Aung San Suu Kyi, the country’s effective leader, is isolated and unwilling to listen to constructive criticism. Her government is focused on getting things done quickly instead of getting them done right. If Myanmar, also known as Burma, is to have any hope of preventing a further downward spiral to the crisis in Rakhine state and restoring its international reputation, immediate and dramatic changes are required. A continuation of the current approach is likely to lead to a dangerous cycle of violence that threatens both Myanmar’s hopes for peace and democracy and broader regional stability.
To be sure, Myanmar faces daunting challenges on Rakhine. Coordinated attacks by a new Muslim militant group triggered a brutal and sustained “security clearance operations” by the Myanmar military that, in just 15 months, forced nearly 800,000 people to flee to Bangladesh. Deep-seated mistrust festers between Buddhist and Muslim communities in Rakhine, as well as between each of these communities and the government. Systemic discrimination against minority groups, especially Muslims, remains rampant. Major drug-smuggling and human-trafficking networks plague the region. And chronic underinvestment in health, education and the economy exacerbate the problems.
These challenges are compounded by Myanmar’s botched efforts to address them. Though the Kofi Annan-led Rakhine Advisory Commission’s final report provides the foundation, Myanmar has yet to develop or articulate a strategy for Rakhine. The government is focused on outputs at the expense of impact and rapid implementation to show progress rather than efforts to design processes that help to build trust and confidence. Moreover, Aung San Suu Kyi’s lack of moral leadership in a domestic political environment that is increasingly nationalistic, anti-Muslim and hostile to the changes required to de-escalate the situation in Rakhine is particularly troubling. Myanmar’s renewed penchant for attacking freedom of the press, highlighted by the recent arrest of two Reuters journalists investigating the conflict in Rakhine, surely does not help.
Myanmar is rightly facing tremendous international pressure to implement changes, but this does not justify the government’s siege mentality and its resistance to constructive criticism from an international community that wants to see Myanmar succeed in its efforts to establish peace and development in Rakhine and to entrench democratic norms.
To begin to turn the situation around, the government of Myanmar should take three steps immediately. First, Aung San Suu Kyi must establish her moral leadership on the Rakhine issue. Although her popularity is lower than when her party swept elections two years ago, she is still widely respected in Myanmar, particularly among the majority ethnic Burmese. She should use her stature to unequivocally condemn hate speech and discrimination in her public communications to the people of Myanmar. It would also be helpful if she ensured that state media, which has referred to Muslims from Rakhine as “human fleas,” does not exacerbate the potential for conflict.

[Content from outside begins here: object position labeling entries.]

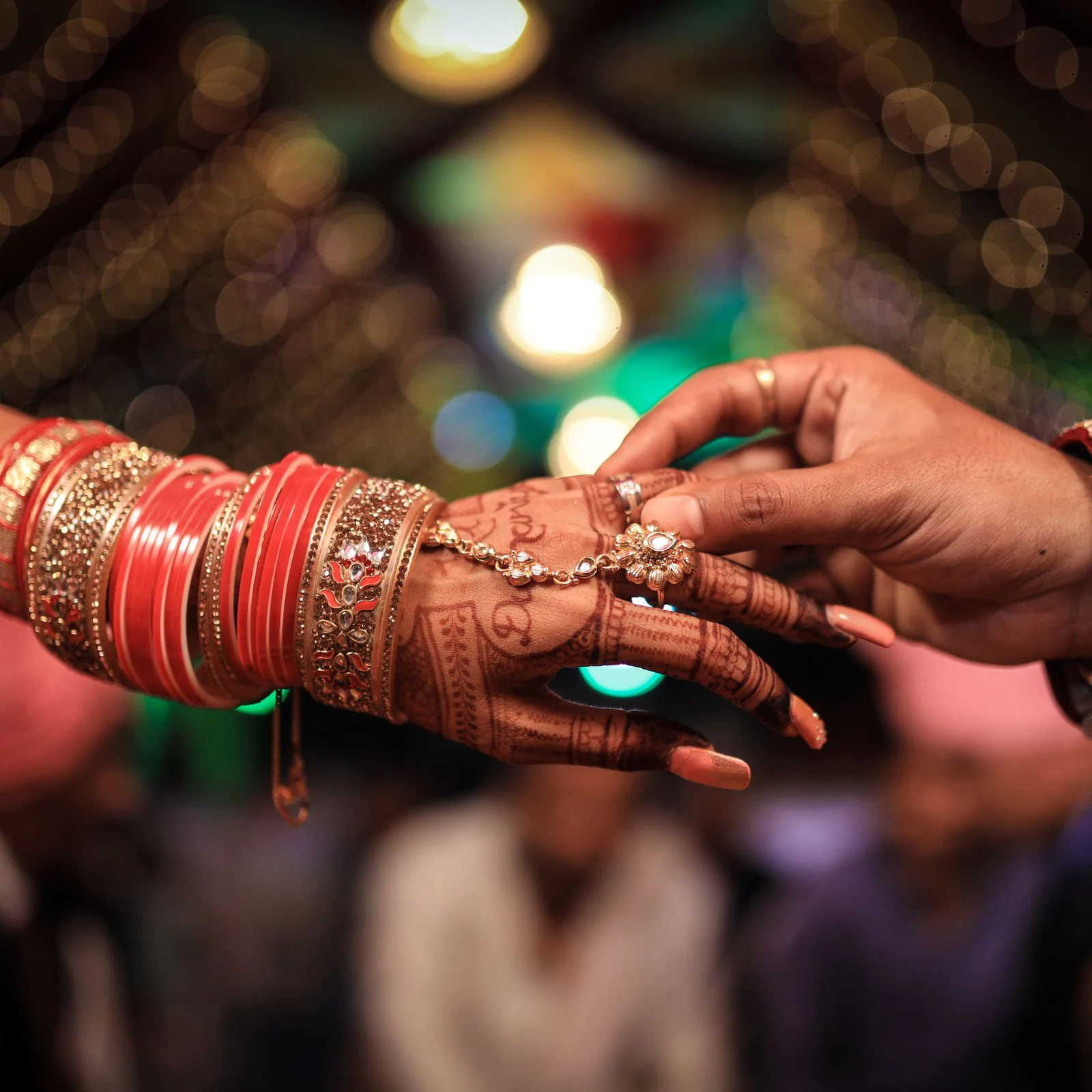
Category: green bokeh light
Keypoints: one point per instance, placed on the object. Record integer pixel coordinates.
(262, 708)
(620, 680)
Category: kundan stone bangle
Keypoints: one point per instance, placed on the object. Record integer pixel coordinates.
(68, 567)
(23, 463)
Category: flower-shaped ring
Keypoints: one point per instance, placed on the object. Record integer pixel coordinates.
(650, 555)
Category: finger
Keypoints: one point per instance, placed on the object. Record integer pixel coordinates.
(723, 591)
(609, 506)
(546, 729)
(720, 401)
(848, 504)
(759, 457)
(689, 648)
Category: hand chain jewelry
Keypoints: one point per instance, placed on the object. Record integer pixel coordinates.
(644, 551)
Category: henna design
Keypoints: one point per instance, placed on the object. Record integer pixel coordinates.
(723, 591)
(476, 653)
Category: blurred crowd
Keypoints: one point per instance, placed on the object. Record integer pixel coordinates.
(551, 928)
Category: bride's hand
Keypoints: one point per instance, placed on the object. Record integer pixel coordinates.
(478, 653)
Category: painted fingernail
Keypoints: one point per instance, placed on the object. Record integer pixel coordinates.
(706, 767)
(675, 513)
(859, 624)
(808, 723)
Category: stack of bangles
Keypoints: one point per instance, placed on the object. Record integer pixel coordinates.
(196, 584)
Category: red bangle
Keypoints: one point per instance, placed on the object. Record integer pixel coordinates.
(1077, 440)
(129, 622)
(256, 557)
(231, 575)
(139, 597)
(293, 590)
(189, 684)
(276, 592)
(281, 521)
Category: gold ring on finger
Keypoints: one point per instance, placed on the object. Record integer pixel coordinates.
(768, 385)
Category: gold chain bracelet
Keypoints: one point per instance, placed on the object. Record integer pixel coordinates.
(644, 551)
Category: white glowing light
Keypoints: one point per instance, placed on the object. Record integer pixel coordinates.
(460, 51)
(560, 315)
(589, 433)
(468, 31)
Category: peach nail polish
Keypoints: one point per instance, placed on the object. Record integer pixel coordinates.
(859, 624)
(707, 767)
(808, 723)
(676, 513)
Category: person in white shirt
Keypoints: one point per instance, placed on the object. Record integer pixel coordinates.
(554, 937)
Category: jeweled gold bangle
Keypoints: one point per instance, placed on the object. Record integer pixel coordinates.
(317, 553)
(68, 567)
(345, 592)
(20, 480)
(418, 519)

Second, Myanmar must establish effective accountability mechanisms for perpetrators of violence. The signal that impunity is tolerated is a threat to the rule of law that Aung San Suu Kyi has repeatedly stated she seeks to instill. I am encouraged by Myanmar’s seeming willingness to establish an independent and credible investigation into the discovery of mass graves in Rakhine, and I hope that this will be the first of several steps to further understand and account for the violence that has occurred there since October 2016.
Finally, Myanmar must develop a strategy to deal with Rakhine that appropriately prioritizes and sequences among the recommendations of the Rakhine Advisory Commission. The government’s focus on infrastructure and development, while important, is insufficient to address the structural changes necessary. To ensure that key challenges such as freedom of movement, citizenship and the closure of internally displaced persons camps are addressed effectively and in the spirit in which they were intended, the Myanmar government should work closely with international partners to develop clear and public plans that lay out the step-by-step process by which these issues will be addressed and bench marks met.
Left unaddressed, the situation could quickly become an even bigger headache for Myanmar, the region and the world. In the short term, the repatriation process that Myanmar is racing to implement is sure to be symbolic at best: Provided returns are safe, voluntary and dignified, few refugees will go back to a country in which they have been violated, which does not respect their basic rights and which offers no means of redress for wrongs. That leaves a large, destitute and aggrieved population just across the border in Bangladesh that is susceptible to radicalization. For the sake of its own interests and those of the region, Myanmar must immediately correct course and recognize that the international community wants to help it to do so.